Rajiv Gupta
2025
Enhancing multi-modal Relation Extraction with Reinforcement Learning Guided Graph Diffusion Framework
Rui Yang
|
Rajiv Gupta
Proceedings of the 31st International Conference on Computational Linguistics
With the massive growth of multi-modal information such as text, images, and other data, how should we analyze and align these data becomes very important. In our work, we introduce a new framework based on Reinforcement Learning Guided Graph Diffusion to address the complexity of multi-modal graphs and enhance the interpretability, making it clearer to understand the alignment of multi-modal information. Our approach leverages pre-trained models to encode multi-modal data into scene graphs and combines them into a cross-modal graph (CMG). We design a reinforcement learning agent to filter nodes and modify edges based on the observation of the graph state to dynamically adjust the graph structure, providing coarse-grained refinement.

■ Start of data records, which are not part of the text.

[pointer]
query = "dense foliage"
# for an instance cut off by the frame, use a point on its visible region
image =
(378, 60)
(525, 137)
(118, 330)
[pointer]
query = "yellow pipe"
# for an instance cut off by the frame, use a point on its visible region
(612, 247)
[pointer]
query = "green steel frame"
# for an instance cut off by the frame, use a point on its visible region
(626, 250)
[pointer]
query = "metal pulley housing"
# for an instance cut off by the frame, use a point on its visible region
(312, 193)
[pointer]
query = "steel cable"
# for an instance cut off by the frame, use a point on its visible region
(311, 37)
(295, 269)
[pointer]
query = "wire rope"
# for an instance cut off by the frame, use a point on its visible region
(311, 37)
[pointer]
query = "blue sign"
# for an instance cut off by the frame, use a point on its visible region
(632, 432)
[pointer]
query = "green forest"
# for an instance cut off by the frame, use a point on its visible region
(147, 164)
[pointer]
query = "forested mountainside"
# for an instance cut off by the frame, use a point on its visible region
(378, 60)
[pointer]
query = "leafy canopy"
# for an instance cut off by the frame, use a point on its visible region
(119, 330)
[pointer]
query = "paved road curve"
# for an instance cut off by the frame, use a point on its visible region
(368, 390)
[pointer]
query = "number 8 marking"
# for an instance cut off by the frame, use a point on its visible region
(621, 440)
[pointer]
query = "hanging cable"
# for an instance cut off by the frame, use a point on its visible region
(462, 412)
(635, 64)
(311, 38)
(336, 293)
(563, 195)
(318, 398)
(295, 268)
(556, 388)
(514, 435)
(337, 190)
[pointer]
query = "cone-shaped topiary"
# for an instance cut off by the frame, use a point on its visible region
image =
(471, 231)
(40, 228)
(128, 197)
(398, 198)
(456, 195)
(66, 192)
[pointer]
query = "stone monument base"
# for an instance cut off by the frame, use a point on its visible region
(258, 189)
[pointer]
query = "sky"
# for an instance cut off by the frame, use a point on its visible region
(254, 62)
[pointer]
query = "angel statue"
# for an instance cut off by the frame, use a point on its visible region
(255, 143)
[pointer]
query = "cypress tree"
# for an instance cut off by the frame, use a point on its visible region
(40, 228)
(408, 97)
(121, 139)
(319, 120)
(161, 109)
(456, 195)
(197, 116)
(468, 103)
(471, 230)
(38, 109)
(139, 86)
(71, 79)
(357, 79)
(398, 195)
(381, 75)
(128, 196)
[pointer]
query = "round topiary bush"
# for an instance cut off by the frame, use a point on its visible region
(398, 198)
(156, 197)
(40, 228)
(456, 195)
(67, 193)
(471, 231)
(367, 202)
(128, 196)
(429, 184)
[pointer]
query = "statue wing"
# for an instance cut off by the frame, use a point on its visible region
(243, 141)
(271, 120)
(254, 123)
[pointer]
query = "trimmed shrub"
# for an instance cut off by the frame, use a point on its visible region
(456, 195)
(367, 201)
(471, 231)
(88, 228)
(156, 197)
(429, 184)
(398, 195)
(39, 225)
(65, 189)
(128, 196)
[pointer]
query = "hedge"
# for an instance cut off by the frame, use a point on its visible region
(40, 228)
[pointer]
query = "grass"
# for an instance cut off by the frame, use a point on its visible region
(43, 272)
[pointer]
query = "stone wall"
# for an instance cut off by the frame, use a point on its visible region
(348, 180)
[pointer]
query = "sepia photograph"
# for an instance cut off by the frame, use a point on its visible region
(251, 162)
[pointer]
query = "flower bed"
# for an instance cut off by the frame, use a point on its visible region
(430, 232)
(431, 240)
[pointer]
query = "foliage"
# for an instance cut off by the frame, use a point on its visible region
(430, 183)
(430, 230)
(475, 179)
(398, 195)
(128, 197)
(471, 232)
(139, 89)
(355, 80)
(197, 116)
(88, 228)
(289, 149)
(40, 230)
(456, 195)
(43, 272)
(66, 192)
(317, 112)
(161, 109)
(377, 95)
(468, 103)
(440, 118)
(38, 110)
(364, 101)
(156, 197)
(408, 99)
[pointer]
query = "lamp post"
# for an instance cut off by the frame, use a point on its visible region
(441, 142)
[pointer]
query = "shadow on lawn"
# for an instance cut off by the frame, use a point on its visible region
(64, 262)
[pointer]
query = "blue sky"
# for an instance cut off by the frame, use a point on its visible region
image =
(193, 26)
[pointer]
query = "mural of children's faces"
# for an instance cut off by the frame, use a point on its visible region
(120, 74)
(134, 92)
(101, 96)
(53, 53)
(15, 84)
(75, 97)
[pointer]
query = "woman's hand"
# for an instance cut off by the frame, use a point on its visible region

Then we will iteratively optimize edge weights and node selection to achieve fine-grained adjustment. We conduct extensive experimental results on multi-modal relation extraction task datasets and show that our model significantly outperforms existing multi-modal methods such as MEGA and MKGFormer. We also conduct an ablation study to demonstrate the importance of each key component, showing that performance drops significantly when any key element is removed. Our method uses reinforcement learning methods to better mine potential multi-modal information relevance, and adjustments based on graph structure make our method more interpretable.